Hawaii Gas said it intends to use International Organization for Standardization (ISO) containers to ship the LNG to Oahu on conventional container ships, rather than LNG tankers. ISO containers typically hold 10,000 gallons of LNG, which would be regasified and mixed in the local utility’s distribution pipelines in Honolulu using a mobile vaporization unit.
The source of the U.S. gas supplies and the site of the liquefaction have not been identified.
Noting that Macquarie’s Hawaii unit has been pursuing an LNG strategy for several years, CEO James Hooke said with the prospect of LNG use he looks forward to Hawaii Gas lowering the cost of the energy it provides.
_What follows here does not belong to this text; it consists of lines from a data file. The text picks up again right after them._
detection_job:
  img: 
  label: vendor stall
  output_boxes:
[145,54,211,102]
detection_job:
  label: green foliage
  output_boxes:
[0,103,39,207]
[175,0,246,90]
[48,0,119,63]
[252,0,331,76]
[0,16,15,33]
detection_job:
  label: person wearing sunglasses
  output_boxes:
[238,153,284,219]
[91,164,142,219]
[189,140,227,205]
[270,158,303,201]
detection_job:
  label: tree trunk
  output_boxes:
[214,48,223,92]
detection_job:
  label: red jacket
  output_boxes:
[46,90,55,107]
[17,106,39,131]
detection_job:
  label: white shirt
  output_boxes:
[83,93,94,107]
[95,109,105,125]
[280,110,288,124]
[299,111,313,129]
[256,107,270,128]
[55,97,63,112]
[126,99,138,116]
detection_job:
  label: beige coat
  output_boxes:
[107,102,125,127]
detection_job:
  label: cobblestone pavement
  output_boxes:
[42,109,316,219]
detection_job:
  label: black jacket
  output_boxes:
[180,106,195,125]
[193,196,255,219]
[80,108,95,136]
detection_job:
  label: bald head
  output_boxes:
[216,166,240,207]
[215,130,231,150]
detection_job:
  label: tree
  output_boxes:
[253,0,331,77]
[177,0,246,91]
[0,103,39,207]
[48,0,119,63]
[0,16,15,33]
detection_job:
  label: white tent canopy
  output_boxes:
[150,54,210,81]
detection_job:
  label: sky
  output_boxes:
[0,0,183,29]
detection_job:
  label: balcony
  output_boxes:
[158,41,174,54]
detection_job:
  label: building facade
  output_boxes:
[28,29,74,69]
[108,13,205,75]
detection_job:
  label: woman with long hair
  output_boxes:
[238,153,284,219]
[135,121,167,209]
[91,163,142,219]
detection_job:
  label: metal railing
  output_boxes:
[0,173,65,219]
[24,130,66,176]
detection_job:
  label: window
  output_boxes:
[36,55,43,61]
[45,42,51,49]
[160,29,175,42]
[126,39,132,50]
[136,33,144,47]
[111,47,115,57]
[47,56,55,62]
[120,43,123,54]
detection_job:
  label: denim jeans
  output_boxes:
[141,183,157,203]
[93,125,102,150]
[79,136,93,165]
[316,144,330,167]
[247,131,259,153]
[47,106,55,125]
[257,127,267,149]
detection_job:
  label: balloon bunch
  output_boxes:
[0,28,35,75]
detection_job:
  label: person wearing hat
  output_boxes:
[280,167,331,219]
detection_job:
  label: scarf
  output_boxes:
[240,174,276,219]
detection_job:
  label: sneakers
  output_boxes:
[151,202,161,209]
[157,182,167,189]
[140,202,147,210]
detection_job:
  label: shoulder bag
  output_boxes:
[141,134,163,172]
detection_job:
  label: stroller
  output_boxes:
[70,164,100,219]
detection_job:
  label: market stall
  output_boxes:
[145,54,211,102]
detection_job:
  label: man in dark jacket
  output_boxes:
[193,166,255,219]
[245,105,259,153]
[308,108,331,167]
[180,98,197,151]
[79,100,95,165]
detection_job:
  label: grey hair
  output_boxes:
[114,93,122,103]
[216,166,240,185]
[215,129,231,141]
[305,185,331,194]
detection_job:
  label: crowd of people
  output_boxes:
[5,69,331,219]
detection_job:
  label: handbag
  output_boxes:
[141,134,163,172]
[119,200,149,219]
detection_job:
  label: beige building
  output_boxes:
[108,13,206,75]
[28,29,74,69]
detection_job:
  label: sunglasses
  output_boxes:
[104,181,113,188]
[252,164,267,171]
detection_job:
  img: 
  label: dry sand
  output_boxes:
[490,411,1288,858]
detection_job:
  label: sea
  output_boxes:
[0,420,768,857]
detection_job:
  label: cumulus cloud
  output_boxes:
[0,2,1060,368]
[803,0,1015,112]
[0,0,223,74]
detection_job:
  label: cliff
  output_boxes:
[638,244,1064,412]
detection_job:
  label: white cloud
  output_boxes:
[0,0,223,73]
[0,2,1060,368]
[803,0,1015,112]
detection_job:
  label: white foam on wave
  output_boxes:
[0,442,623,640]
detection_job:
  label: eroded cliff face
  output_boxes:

Last year a study at the University of Hawaii concluded that LNG could cut oil-based energy bills in Hawaii substantially during the next 20 years (see Daily GPI, Jan. 9, 2013). On Oahu, natural gas would cost about half of what oil would through 2030, according to the report, which was compiled by Honolulu-based consulting firm FACTS Inc. for the university’s Hawaii Natural Energy Institute. But the study added the caveat that before making any final determinations, LNG planners need to carefully consider questions about sourcing and terminal site options.